Thanks to the popular Victorian practice of keeping locks of hair from deceased loved ones as keepsakes, international researchers were able to perform genomic analyses of Beethoven’s hair. Their findings were published on March 22 in the journal Current Biology.
Despite having a reputation today as one of the most important composers in the Western classical music tradition, Beethoven suffered various medical afflictions throughout his career. At the age of 28, he started to go deaf. He also struggled with gastrointestinal issues until his death from liver disease at the age of 56 in 1827.
The sequencing of Beethoven’s genome brought a new understanding of his medical problems and even unearthed a family secret.
One medical insight gleaned from the analyses is that Beethoven contracted Hepatitis B in the months before his death.
Hepatitis B is spread when the body fluids of an infected person enter the body of another, per the Centers for Disease Control and Prevention.
Combined with a genetic predisposition for liver disease and Beethoven’s reportedly regular consumption of alcohol, this infection severely damaged his liver.
According to the study, Beethoven began showing symptoms of liver disease in 1821, including jaundice. Yet his gastrointestinal issues appear to have begun much earlier when he was 22 years old.
The study did not provide conclusive answers to the mysteries surrounding his gastrointestinal problems, but it did rule out celiac disease and lactose intolerance as potential causes.
Likewise, the source of Beethoven’s progressive deafness remains a mystery.
Some scientists believe it was caused by Paget’s disease, which compresses the cranial nerve and could have impacted Beethoven’s hearing. Unfortunately, researchers in this recent study could not test for this disease.

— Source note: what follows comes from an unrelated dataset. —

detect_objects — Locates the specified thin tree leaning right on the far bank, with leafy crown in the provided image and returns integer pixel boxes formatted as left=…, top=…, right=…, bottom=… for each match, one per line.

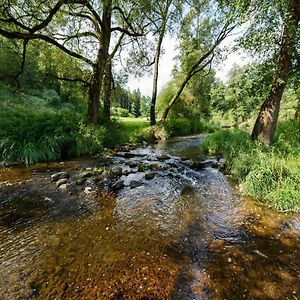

Yet the study did uncover some interesting facts about Beethoven’s family tree.
The researchers compared Beethoven’s genetic material to five supposed male relatives currently living in Belgium, but they discovered that these men were actually not related to Beethoven, according to The Wall Street Journal.
The genome testing results found that their supposed common ancestor — Aert Van Beethoven, born in 1535 — was not related to Beethoven. An “extra-pair-paternity event” in which a man was raising a child that was not his own is believed to have occurred.
An author of the study, Maarten H.D. Larmuseau, a geneticist at Katholieke Universiteit Leuven in Belgium, told The Wall Street Journal that scholars have long questioned the paternity of Beethoven’s father, whose baptismal record has never been found.
With this in mind, the break in the genetic record suggests that Beethoven’s grandmother may have had an extramarital relationship that led to the birth of his father.
Larmuseau told The Wall Street Journal that he plans to continue to look into Beethoven’s lineage, especially as consumer DNA testing could someday reveal some new living relatives.